日下部拓也42、日下部千香38、智勇と由縁2、実1、田口裕太54、泊茂一50

館春男44、晴海淑子 32、鳴戸美奈 24、小田朋子31、田井純子27

 ここは東亜製薬本社の食品部です。今日も栗色のロングヘアを軽やかになびかせて、主人が出勤してきました。化粧もバッチリしており、黒のスーツにハイヒールといつものメガネ美人です。やや、重役出勤ですが、その分は在宅勤務ということになっています。


「おはようございます。泊さん。」

「おはよう。おう、田口部長がさがしていたぞ。」

 主人は部長の席に向かいます。

「田口部長なんでしょう。」

 部長は机の上に数冊のパンフレットを広げていいました。

「これは毎年作成している会社案内なんだか知ってるか。」

「ええ、なかなか、凝ったの作ってますよね。」

「あの中にたまには社員のモデルも入れようということになってな。」

「社員のモデルですか。だれが、そんな馬鹿な提案をしたんですか・・・会長ですか。」

「その通りだ。」

「あのエロじじいか。また、余計なことを・・そして僕を推薦したんでしょ。」

 エロじじいと言う表現に周囲の人間はどきりとしますが、主人は平気です。

「よくわかるな。」

「やっぱりだ。ことわれないでしょうね。それで何をすればいいんですか。」

「それで、明日、ここへいってくれ。テスト撮影をする。」

「なになんです?それって・・」

「面談みたいなものだ。話をして、スタジオで何枚か写真をとってイメージを固めるとかいっていたな。モデルは何度でも撮っている必要ないんだが、素人は必要らしい。」

「時間は?」

「ここに名刺があるから、電話して決めてくれとさ。」

「スタジオ晴海ですか。わかりました。」

 席に戻ると泊さんがにこにこしていいました。

「ほお、日下部もモデルデビューかすごいな。そのうち、事務所所属してくれというじゃないか。」

「やめてください。たかだかパンフレットのモデルでしょ。僕は男です。綺麗といわれもうれしく無いですから。」

 確かに、このときは、たかだかパンフレットのモデルでした。


 翌日のことです。旧いビルの入り口にミノルを抱いて、主人が立っています。ここはスタジオ晴海です。今日は、ミノルの調子が悪く、くずってばかりしていました。やむえず、日取りを変えようと連絡したのですが、連れてきてもいいといわれたのです連れてくることになったのです。


「すみません。日下部美希ですというものですが。」

 ドアを開けると、ポニーテールの大きな目をしたTシャツ姿の若い女の人が迎えてくれました。さすがに女性です。赤ん坊に反応します。

「はあい。あらかわいい。あなたのお子さん?」

「ええ、ミノルといいます。すみせんね。連れてきちゃって・・」

「いいですよ。今日はリハですから・・失礼、自己紹介まだだったわね。私はカメラ助手の晴海淑子です。」

 そう言うと、振り返って奥に向かって声をかけました。

たちさん。東亜製薬の日下部さんがきましたよ。」

 中は小さなカウンターがあり、ガラスの入ったスチール製の間仕切りで区切られた机がありました。スチール製本棚や種類棚が壁を埋め尽くしており書類の山です。さらに奥の扉が開いて、口ひげダンディなおじさんが出てきました。

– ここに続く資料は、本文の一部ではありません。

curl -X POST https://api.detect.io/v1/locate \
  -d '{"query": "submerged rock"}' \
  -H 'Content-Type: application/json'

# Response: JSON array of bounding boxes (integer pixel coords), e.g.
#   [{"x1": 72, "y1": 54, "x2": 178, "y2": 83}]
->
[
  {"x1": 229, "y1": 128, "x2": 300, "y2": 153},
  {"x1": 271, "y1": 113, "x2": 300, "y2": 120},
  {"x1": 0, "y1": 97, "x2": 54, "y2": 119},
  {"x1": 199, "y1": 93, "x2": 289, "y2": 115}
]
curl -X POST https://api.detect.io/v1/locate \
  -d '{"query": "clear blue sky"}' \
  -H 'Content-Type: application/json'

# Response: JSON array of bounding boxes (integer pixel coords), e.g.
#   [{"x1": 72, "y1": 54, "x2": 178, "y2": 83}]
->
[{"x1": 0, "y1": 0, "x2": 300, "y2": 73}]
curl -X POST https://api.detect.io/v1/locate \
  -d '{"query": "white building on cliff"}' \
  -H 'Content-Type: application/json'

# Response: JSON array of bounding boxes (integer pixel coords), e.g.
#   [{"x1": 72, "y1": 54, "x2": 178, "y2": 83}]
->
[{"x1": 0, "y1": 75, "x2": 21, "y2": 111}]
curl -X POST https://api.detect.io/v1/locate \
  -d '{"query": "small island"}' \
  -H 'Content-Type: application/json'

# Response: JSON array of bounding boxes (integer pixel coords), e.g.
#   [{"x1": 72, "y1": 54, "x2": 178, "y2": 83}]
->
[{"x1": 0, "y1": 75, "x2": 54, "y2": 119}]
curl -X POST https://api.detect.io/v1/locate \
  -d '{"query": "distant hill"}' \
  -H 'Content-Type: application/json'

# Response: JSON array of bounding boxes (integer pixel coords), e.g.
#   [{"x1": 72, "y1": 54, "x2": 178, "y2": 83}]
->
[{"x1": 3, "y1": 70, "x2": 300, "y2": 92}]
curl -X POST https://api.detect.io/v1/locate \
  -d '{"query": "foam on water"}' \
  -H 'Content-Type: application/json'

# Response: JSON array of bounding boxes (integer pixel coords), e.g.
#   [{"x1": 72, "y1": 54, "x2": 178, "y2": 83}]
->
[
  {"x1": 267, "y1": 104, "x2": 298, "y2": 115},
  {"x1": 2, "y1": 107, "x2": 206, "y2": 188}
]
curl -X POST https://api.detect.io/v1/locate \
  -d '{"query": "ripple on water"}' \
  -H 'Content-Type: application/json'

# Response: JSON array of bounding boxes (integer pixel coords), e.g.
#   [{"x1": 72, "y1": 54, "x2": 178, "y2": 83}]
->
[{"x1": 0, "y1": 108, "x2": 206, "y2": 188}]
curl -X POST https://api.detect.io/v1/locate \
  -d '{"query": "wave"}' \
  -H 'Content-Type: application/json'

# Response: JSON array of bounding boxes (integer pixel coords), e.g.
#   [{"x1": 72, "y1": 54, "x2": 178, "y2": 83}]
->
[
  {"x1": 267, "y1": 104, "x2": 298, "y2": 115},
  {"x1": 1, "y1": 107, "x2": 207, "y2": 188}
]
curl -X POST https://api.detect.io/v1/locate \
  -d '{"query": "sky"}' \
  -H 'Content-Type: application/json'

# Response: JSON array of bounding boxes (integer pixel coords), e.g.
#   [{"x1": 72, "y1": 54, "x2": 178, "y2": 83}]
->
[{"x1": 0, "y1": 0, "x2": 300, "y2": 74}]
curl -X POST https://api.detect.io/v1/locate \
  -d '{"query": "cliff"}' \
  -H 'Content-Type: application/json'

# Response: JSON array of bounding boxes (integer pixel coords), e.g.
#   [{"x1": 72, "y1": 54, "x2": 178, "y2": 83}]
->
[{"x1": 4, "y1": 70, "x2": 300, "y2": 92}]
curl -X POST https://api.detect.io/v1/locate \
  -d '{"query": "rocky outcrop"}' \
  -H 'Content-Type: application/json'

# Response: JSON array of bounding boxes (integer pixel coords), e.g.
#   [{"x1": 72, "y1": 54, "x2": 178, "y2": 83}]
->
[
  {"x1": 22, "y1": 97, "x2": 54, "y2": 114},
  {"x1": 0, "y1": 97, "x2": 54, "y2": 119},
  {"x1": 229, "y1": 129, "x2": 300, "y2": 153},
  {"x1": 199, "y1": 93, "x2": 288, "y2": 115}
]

「急なことを言って悪かったね。スタジオ晴海のカメラマンのたち春男です。」

 そう言って名刺を出します。主人も当然ごとく自分の名刺を出します。

「よろしくお願いします。日下部美希です。」

「日下部美希さんか。話の通り、なかなか美人だな。じゃ、スタジオへ来てくれるかな。」

ミノルはどうしましょう。」

「そのままでいいですよ。衣装替えもありますが、そのときは淑子が預かります。ベビーベッドもありますんでそこに寝かせても結構です。」

「わかりました。」


 スタジオはすぐ上の階でした。確かにベビーベッドもありましたが、撮影用のオブジェのようでした。スクリーンの前に立ったとたんに、フラッシュが点滅して写真が撮られます。同時にインタビューが始まりました。

「いいね。やさしそうな感じがいいよ。」

「そうですか。」

「だんなさんは、どうしているの。」

「亡くなりました。いまは、義理の妹夫婦の家に居候しています。」

「そうなの。大変だね。その子をベッドに寝かしてくれるかな。」

(このひと、調子あわせているだけで、ロクに聞いてないなあ。)

「はい。これでいいですか。」

「ああ、そうそう。あやしてくれる。いい、お母さんだね。」

(あんまり、うれしくないけど。男だといえないしなあ・・)

「あっと、そのままで、こっち見て!」

「はい・」

「笑って、いいよ。もっと!楽しく、子供の顔をみて!」

 このようにして、撮影が続きます。


 しばらくフラッシュがまたたくと、さっきのカメラ助手の晴海淑子がやってきました。

たちさん、美奈さんが来ましたよ。」

「おお、来たか。日下部さん。そんなものでいいよ。こっちへ来てくれるかな。君の相手を務めるモデルを紹介するよ。」

「はあい。息子は・・」と主人が聞きました。

「連れてきていいよ。」

 そこには主人よりずっとに美人の女の人がいました。主人も身長がありますが、この人も背が高いです。美人さはレベルが違います。さすがにプロモデルです。うーん、おっぱいは主人が勝ったぞ。・・・・うーん、私は、負けているかな。そんな馬鹿な!


「日下部美希です。」

(うぁあ、綺麗だな。それに若いぞ。)

「鳴戸美奈です。よろしくお願いします。」

「それじゃ。二人の組み合わせで写真とってみようか。淑子さん、衣装とメイクをお願い。」

「どういうのでいきますか?」と晴海さんがききました、

「初夏のピクニックという感じで行こうか。」とたちさんが答えます。

 こんな指示で通じるのだからスゴイです。

「了解しました。お二人さん、こっちへきて」

 そう言って晴海さんは、更衣室へ案内しました。


 カメラ助手の晴海淑子は大したものです。あっと今に打ち解けさせちゃいました。衣装を替えて何枚も写真を撮ります。ここは更衣室です。下着姿で衣装を取り替えています。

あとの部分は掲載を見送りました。